Blocus au Mali : le Jnim asphyxie Bamako et cible les infrastructures électriques

Le Mali fait face à une intensification sans précédent du blocus imposé par le Jnim, groupe jihadiste affilié à al-Qaïda. Ce week-end, une série d’attaques a marqué un tournant : une dizaine de bus ont été réduits en cendres sur l’axe Ségou-Bamako, artère vitale pour l’approvisionnement de la capitale en provenance de l’est. Parallèlement, des installations électriques stratégiques associées au barrage de Manantali, dans la région de Kayes, ont été délibérément détruites. Malgré les opérations militaires en cours, l’armée malienne peine à briser l’étau économique qui étouffe progressivement le pays.

Manantali, symbole d’une stratégie de guerre totale

L’attaque contre le barrage de Manantali n’est pas un simple incident isolé. Géré conjointement par le Mali, la Mauritanie et le Sénégal au sein de l’Organisation pour la mise en valeur du fleuve Sénégal (OMVS), ce barrage représente l’un des piliers du réseau électrique malien. En ciblant ses lignes de transmission, le Jnim ne se contente plus de défier les forces armées : il s’attaque directement aux fondements de la stabilité économique du pays. Les répercussions sont immédiates : coupures prolongées, paralysie des services publics, ralentissement des activités commerciales et industrielles. La capitale, autrefois relativement épargnée, devient désormais le cœur d’une bataille d’attrition sans merci.

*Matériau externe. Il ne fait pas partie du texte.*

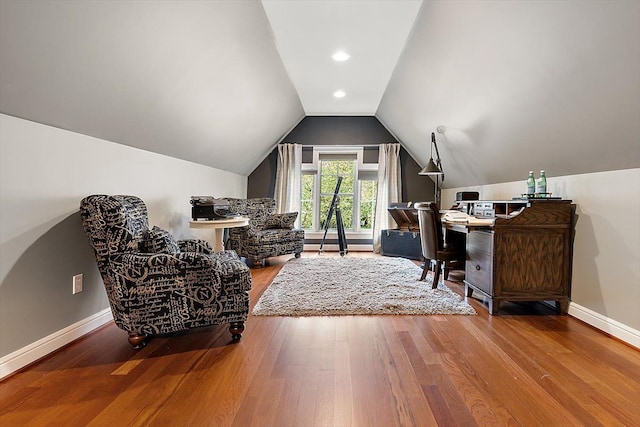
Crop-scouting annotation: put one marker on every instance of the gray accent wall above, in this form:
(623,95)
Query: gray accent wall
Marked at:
(342,130)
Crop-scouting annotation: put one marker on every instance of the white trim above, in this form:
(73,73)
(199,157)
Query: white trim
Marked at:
(622,332)
(44,346)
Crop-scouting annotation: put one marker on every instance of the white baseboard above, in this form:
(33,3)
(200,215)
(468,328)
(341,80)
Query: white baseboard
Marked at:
(622,332)
(37,350)
(29,354)
(335,247)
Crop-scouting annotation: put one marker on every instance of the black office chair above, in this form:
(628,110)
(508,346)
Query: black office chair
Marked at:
(434,248)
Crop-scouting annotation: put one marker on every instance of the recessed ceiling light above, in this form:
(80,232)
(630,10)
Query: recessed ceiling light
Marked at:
(340,56)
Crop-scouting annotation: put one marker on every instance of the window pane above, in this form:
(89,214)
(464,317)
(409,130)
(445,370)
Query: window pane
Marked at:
(328,183)
(368,193)
(346,208)
(306,201)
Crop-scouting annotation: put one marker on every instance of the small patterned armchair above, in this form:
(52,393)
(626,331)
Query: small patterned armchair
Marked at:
(268,234)
(156,285)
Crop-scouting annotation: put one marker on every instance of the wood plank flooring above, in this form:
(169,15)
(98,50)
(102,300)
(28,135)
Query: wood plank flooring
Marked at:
(526,367)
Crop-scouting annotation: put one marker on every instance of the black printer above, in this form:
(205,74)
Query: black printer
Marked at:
(405,240)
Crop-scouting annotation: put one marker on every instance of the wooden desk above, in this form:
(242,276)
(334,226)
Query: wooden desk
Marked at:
(218,226)
(526,256)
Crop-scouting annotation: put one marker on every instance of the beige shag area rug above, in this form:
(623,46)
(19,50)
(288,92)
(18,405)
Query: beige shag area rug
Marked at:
(335,286)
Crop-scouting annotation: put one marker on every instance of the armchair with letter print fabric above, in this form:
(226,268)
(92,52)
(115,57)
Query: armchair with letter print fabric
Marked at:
(268,234)
(156,285)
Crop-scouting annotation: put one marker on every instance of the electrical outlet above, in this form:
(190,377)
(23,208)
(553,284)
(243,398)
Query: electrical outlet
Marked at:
(77,283)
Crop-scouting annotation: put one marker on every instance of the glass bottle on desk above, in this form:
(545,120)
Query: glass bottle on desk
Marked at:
(541,185)
(531,184)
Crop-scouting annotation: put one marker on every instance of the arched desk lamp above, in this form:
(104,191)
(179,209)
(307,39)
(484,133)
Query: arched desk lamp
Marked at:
(434,168)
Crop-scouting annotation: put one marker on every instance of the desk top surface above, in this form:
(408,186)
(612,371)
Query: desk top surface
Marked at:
(238,221)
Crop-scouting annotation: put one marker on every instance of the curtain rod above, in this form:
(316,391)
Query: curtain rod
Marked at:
(345,146)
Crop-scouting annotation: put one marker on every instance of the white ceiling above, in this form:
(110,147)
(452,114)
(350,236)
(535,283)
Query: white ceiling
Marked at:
(519,85)
(373,33)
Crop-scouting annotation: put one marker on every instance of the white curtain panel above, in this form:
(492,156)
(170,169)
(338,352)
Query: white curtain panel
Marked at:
(389,189)
(288,179)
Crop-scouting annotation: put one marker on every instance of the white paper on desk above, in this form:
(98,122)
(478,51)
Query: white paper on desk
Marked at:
(480,221)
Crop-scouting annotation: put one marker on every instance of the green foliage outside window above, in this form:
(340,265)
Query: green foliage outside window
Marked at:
(368,193)
(306,199)
(330,170)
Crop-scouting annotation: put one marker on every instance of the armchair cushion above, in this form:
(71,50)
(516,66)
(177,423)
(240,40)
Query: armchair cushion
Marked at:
(158,241)
(195,245)
(156,285)
(285,220)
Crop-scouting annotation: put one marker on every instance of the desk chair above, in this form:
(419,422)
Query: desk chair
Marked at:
(434,247)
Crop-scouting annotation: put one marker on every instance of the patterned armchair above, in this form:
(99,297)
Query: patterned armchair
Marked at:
(267,234)
(156,285)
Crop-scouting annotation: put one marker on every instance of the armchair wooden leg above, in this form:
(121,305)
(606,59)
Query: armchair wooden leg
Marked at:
(236,329)
(425,269)
(436,276)
(137,340)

Cette campagne s’inscrit dans une logique plus large. Depuis plusieurs semaines, les jihadistes multiplient les attaques contre les convois de carburant en provenance du Sénégal et de la Côte d’Ivoire. Leur objectif ? Exacerber les pénuries pour saper la légitimité des autorités de transition dirigées par le général Assimi Goïta. Bamako, autrefois préservée, est désormais en première ligne d’un conflit où chaque ressource compte.

L’armée malienne tente de résister, mais les défis s’accumulent

Face à cette offensive systématique, l’état-major malien affirme maintenir des opérations terrestres et aériennes sur plusieurs fronts. Ces dernières semaines, des escortes militaires ont permis à des centaines de camions-citernes d’atteindre Bamako, offrant un répit temporaire aux stations-service en tension. Pourtant, cette avancée reste fragile : chaque convoi mobilise des ressources colossales, et la sécurisation durable des axes routiers semble hors de portée à court terme.

Les Forces armées maliennes (FAMa) se heurtent à une équation complexe. À l’ouest et au centre, le Jnim multiplie les embuscades et les sabotages d’infrastructures. À l’est, dans la région de Kidal, la situation reste bloquée dans une impasse tendue, tandis que de nouveaux affrontements se profilent avec les groupes rebelles du Cadre stratégique permanent. Le gouvernement de Bamako doit ainsi gérer deux crises simultanées, avec des moyens humains et matériels de plus en plus réduits.

Une crise aux répercussions régionales

Le blocus au Mali dépasse désormais les frontières nationales. Les économies voisines, notamment celles du Sénégal, de la Mauritanie et de la Côte d’Ivoire, subissent de plein fouet le ralentissement des corridors commerciaux ouest-africains. Les ports de Dakar et d’Abidjan, qui dépendent en grande partie du trafic transitant vers l’hinterland sahélien, ressentent durement les perturbations. La Confédération des États du Sahel, regroupant le Mali, le Burkina Faso et le Niger, peine à coordonner une réponse efficace face à cette guerre économique menée par les groupes armés.

L’attaque contre Manantali soulève également des enjeux transfrontaliers. Tout dommage supplémentaire pourrait compromettre l’approvisionnement électrique du Sénégal et de la Mauritanie, transformant une crise locale en problème régional. Les partenaires internationaux, qu’ils soient bailleurs de fonds ou fournisseurs militaires, devront trouver un équilibre entre leur soutien à la souveraineté malienne et la protection des infrastructures critiques partagées.

Sur le terrain, le décalage entre les annonces triomphales de l’armée et la réalité d’une capitale sous tension révèle l’ampleur des défis actuels. Le Jnim ne se contente plus de contrôler des territoires : il cherche à asphyxier un État. Les prochains jours pourraient voir de nouveaux affrontements, notamment autour de Kidal, où la situation reste particulièrement volatile.